Zur Ermittlung zuverlässiger Durchschnittswerte sind für jede Prüfung mindestens 10 Probekörper anzufertigen.

Anfertigung der Zement-Sandproben.
Zugproben.

Die Zugprobekörper können entweder von Hand oder maschinell hergestellt werden.

a) Handarbeit. Man legt auf eine zur Probenherstellung dienende Metall- oder starke Glasplatte 5 mit Wasser getränkte Rundfilter (Fließpapierblättchen) und setzt darauf 5 mit Wasser befeuchtete Formen. Man wiegt 250 g Zement und 750 g trockenen Normalsand ab und mischt beides in einer Schüssel gründlich. Danach gibt man 100 cm³ (= 100 g) reines, süßes Wasser hinzu und arbeitet die Masse 5 Minuten lang kräftig durch. Mit dem so erhaltenen Mörtel werden die Formen unter Andrücken auf einmal so hoch gefüllt, dass sie stark gewölbt überstehen. Man schlägt nun mit einem eisernen Spatel (Spatelfläche 5 auf 8 cm, Länge 35 cm, Gewicht ca. 250 g) den überstehenden Mörtel anfangs leicht und von der Seite, dann immer kräftiger so lange in die Form ein, bis er elastisch wird und sich an der Oberfläche Wasser zeigt. Ein bis zu diesem Zeitpunkt fortgesetztes Einstampfen von etwa 1 Minute pro Form ist unbedingt erforderlich. Ein nachträgliches Aufbringen und Einschlagen von Mörtel ist nicht zulässig, da die Probekörper aus demselben Zement an verschiedenen Prüfstellen die gleiche Dichte aufweisen müssen.

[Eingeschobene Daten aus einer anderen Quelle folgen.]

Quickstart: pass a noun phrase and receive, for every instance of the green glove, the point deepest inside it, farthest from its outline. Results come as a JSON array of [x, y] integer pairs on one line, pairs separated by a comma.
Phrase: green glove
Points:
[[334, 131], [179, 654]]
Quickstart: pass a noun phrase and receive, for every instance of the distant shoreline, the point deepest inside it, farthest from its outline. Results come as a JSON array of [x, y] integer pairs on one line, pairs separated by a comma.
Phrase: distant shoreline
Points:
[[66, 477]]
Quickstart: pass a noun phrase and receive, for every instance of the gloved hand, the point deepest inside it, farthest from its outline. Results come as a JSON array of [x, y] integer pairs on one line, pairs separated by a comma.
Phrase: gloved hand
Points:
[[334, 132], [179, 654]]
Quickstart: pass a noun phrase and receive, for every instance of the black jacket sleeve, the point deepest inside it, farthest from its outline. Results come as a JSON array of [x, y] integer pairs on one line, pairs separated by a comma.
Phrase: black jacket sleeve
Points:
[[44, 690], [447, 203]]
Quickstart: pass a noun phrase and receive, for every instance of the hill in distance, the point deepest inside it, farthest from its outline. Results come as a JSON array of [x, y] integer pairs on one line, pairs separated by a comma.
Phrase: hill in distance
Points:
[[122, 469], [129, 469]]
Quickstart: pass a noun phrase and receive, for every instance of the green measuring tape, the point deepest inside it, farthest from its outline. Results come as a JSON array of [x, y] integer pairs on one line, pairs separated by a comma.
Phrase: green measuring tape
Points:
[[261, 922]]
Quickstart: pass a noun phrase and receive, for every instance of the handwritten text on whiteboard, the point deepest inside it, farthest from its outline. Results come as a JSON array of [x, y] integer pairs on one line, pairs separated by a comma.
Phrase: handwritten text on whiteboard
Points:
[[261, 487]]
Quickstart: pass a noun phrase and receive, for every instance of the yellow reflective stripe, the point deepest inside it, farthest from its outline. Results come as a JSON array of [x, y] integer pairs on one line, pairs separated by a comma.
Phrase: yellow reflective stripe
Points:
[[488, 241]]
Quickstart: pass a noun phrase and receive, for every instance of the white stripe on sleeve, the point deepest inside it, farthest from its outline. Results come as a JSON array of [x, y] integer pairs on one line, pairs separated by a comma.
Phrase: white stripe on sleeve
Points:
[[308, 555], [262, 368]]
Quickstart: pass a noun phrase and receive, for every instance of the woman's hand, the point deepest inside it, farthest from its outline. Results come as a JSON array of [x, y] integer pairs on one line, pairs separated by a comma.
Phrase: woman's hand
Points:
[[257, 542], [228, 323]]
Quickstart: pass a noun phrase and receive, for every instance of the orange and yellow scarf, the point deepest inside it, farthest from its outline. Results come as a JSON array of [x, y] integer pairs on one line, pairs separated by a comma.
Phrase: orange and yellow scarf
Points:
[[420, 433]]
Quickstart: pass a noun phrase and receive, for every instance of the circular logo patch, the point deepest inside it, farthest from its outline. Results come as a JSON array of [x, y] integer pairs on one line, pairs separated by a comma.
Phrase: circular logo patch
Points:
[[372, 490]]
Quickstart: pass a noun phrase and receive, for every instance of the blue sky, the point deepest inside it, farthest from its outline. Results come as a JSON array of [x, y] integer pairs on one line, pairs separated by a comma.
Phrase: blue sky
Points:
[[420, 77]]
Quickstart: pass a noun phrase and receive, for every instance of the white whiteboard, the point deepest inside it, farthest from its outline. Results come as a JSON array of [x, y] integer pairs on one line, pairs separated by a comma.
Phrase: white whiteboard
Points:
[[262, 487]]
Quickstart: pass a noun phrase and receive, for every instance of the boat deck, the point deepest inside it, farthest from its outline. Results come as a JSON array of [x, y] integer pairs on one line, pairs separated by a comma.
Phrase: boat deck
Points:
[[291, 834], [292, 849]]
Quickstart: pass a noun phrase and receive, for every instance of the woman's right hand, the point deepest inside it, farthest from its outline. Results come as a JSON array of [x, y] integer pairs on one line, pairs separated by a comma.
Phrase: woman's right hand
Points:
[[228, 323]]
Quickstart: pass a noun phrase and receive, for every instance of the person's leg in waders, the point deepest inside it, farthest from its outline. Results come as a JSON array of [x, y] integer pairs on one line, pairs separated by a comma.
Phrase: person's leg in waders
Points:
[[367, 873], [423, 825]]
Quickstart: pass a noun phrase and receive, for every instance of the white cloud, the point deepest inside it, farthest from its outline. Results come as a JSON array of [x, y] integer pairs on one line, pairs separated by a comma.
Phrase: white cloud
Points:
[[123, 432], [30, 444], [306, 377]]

Man streicht nun den Überstand mit einem Messer ab und glättet die Oberfläche. Die Form wird vorsichtig gelöst und die Probekörper werden in einen mit Zink ausgekleideten Kasten gestellt, der mit einem Deckel verschlossen wird, um ein ungleichmäßiges Austrocknen bei unterschiedlichen Temperaturen zu verhindern. 24 Stunden nach der Herstellung werden die Probekörper unter Wasser gelegt. Es ist darauf zu achten, dass sie während der gesamten Erhärtungszeit vollständig vom Wasser bedeckt bleiben.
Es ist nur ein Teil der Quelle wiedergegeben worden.